Things I learned at a Recycling Plant

By JEI Chair Susan Mlynarczyk

The Jewish Environmental Initiative (JEI), a program of the Jewish Community Relations Council of St. Louis (JCRC) recently visited the Resource Management recycling facility. Sales Manager Gary Gilliam gave us a tour and lots of information:

* Recycling is good for the economy. There was a time when recycling was done as a customer service at a cost to the trash companies, but now recycling has become economically viable. There is profit to be made from our recycled materials and the processing of recycled goods helps create jobs. Some of the markets for recycled materials are overseas, which helps the country’s trade deficit.

* Recycling helps preserve the resources in our economy. Each time we recycle, we are saving raw materials for future generations. Consider the cost and effort of creating a new can versus recycling. To get a new can, the metal has to be drilled, blasted, excavated, mined, smelted, and refined. Alternatively, we can re-use the metal that has already been refined.

* Your garbage can produce income. Some of the items that produce income for the recycler are aluminum and steel cans, glass, cardboard, office paper, newspaper, and plastic containers. Aluminum, steel, and glass are “infinite” products – they can be recycled over and over. Yet, $2.3 billion of aluminum and steel cans and $11.3 billion of total recyclable product goes into landfills each year.

* Recycling really does save trees. One ton of recycled paper saves 17 trees. The recycling plant that JEI visited processes enough paper to save almost 30,000 trees per day.

* You don’t need to remove lids or labels from containers before recycling. They are separated and recycled appropriately during the recycle process. You also don’t need to thoroughly wash containers before recycling – a quick rinse is sufficient. Use your judgment when deciding whether to recycle containers with attached food waste – a little bit is not a problem, but discard items with a large amount of food attached.

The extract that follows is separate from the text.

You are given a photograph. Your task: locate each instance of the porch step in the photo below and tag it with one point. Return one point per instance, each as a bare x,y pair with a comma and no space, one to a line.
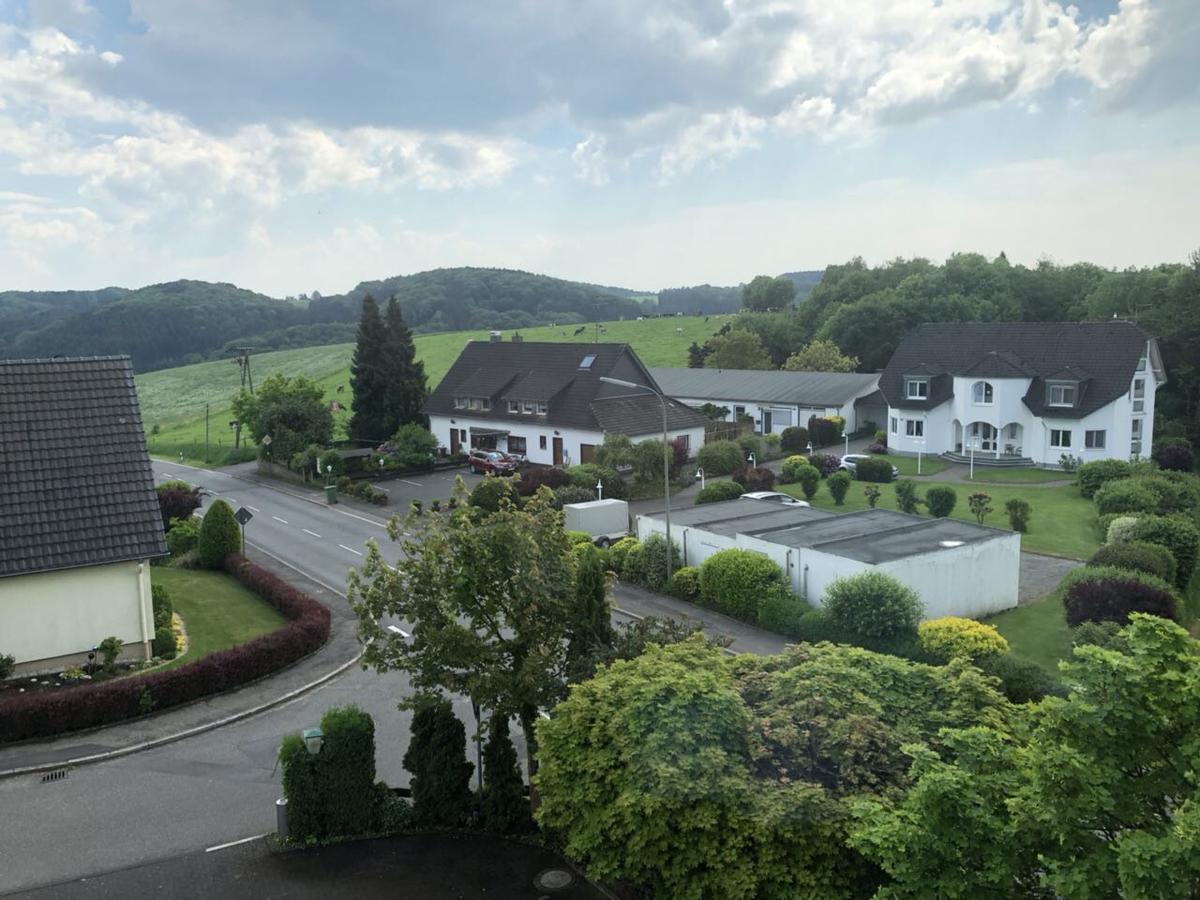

* Bubble wrap, newspaper wrappers, plastic wrap, and dry cleaning bags should be recycled with your plastic grocery bags at the grocery store rather than in your single stream recycle bin. If you collect your recyclables in a plastic bag, consider emptying the bag into your recycle bin and recycle the plastic bag at the grocery store.

Recycling is an excellent way to practice the Jewish principle of Baal Taschit – do not waste.